La primera misión de la lista que
guardo en el bolsillo y que solo daré a conocer conforme vaya culminando con
éxito no puede ser más diver. Armado con mis superpoderes y una pancarta de
cartón al modo de los activistas de los años setenta, me encadeno al león
derecho del Congreso de los Diputados, solicitando la libertad de los que
sufren injustamente persecución por la Justicia. Como no me acuerdo de muchos
nombres, hasta ayer ni soñaba remotamente con ser un superhéroe de la Marvel,
mi primera opción es devolver la libertad a mi heroína particular, la excelsa y
maravillosa Isabel Pantoja, a la que pretenden enjaular por no sé sabe qué
bolsas de basura llenas de billetes que le traían por amor a su casa y que, por
amor, guardaba con todo celo para que su amante las reencontrara cuando
volviera de despojar las sierras y las playas de Andalucía. No podría tener
mejor primera misión que devolver a las calles a mi admirada coplista, me
autoanimo. Unos periodistas me tiran unas fotos y me preguntan con la alcachofa;
estoy contestando tan feliz y cantando “Marinero de luces” cuando llega un
guardia civil de los que vigilan el congreso, llegan tres más, doce, me dan un
palo en las costillas, tres collejas, doce zurriagazos con unos cinturones de
cuero mugriento, y decido que mejor me desencadeno y busco una misión menos
peligrosa, que no entraba en mis planes convertirme en un fenómeno social tan
pronto, que me falta preparación y asesoría legal. Perdóname, Maribel, pero
hubiera sido mejor que no te pillaran con el dinero…
La segunda misión resulta ser mucho menos comprometida para mí. Ha
habido rumores de que ciertos periodistas de la prensa rosa han comenzado a
atacar a la infanta Leonor, que solo tiene ocho años y no se entera de nada la
pobre, porque dicen que es muy sosa, que mira torcido y que le ha tocado un
ramalazo de sangre paterna de cagarse por la pata abajo. El principal cabecilla
de la trama es un afamado cronista que fuera amigo de su abuela, que es
acérrimo enemigo de su madre y que tiene el colmillo retorcido de una hiena entrada
en años y relegada en su estatus. Bueno, pues esto es más fácil, porque me
disfrazo de chulazo de la isla de Capri en los sesenta, me presento en su casa
y, con la excusa de que quiero inspeccionar las conducciones del gas, le
maltrato en el dormitorio hasta que me promete, una hora después y con la vehemencia
necesaria, que no se propasará nunca más con el mundo de la infancia.

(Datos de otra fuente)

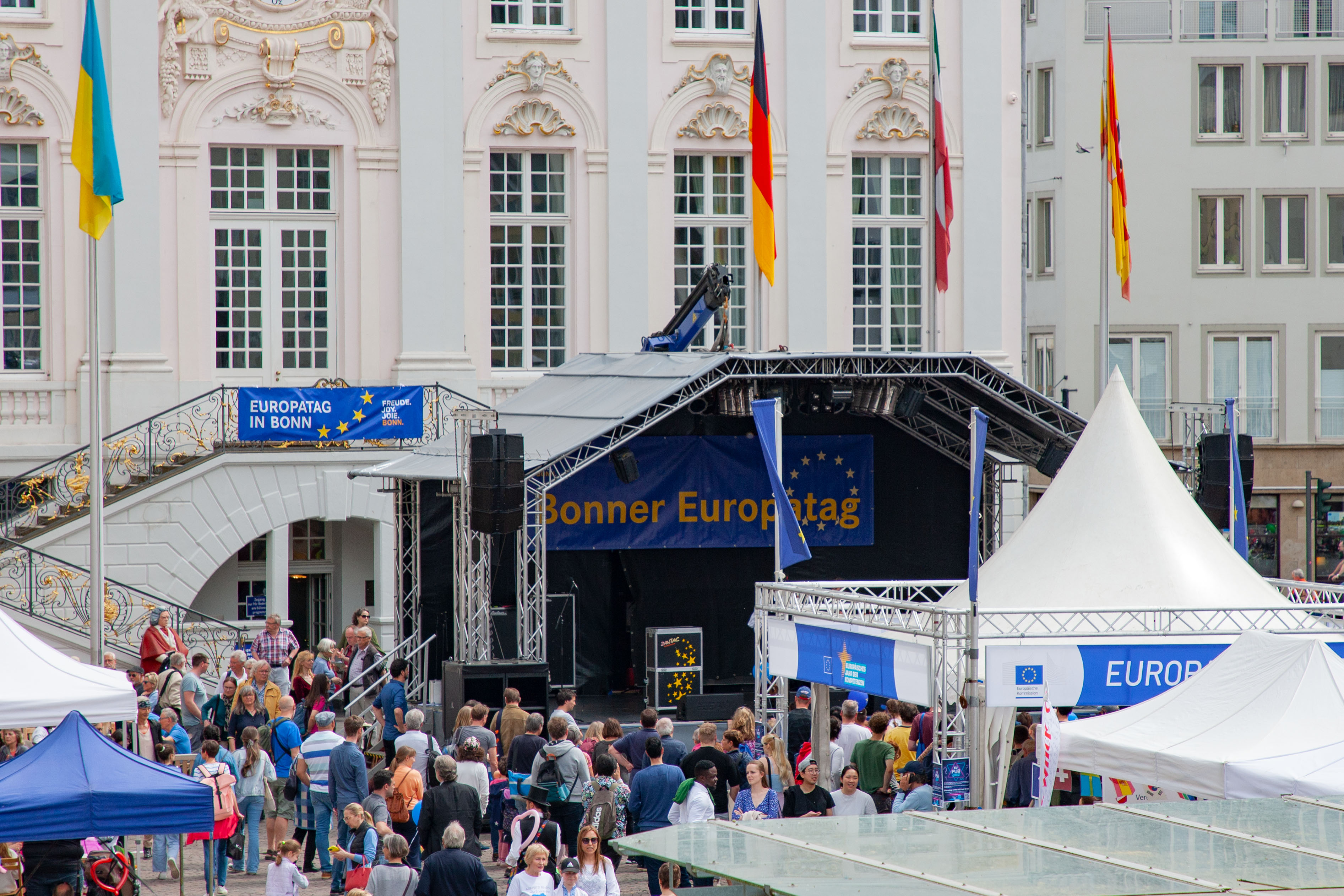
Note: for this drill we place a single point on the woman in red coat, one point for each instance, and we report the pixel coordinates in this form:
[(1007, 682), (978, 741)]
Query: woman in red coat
[(159, 642)]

Con el éxito de la segunda misión en el cuerpo, con el subidón de
adrenalina que me ha producido la victoria sobre la hiena y la felicidad de
haber contribuido a crear un mundo más justo para los niños y las niñas
inocentes, me voy directo a un bar de copas que está cerca del congreso y al
que acuden sus señorías después de terminar sus largas sesiones de trabajo, y
me tomo hasta tres brandies de solera esperando que comiencen a animar la noche
madrileña con su rumbo. Llegan de muchos en muchos, presumiendo de tarjetas
negras, dietas interminables y gastos pagados, con sus putas canarias y los bolsillos
repletos de Viagra; se las dan de hombres de honor, de padres de la patria, de
abnegados defensores de la familia, que piensan, siempre, antes en los demás
que en sí mismos. Qué asco me dan, todos en conjunto y cada uno por sí mismo.
Les voy echando, como me mandó la rubia, un poquito de algo diabólico en sus
copas en cuanto se despistan con el puterío. Tal vez mañana no haya gobierno,
pero seguro que no lo vamos a notar nada de nada.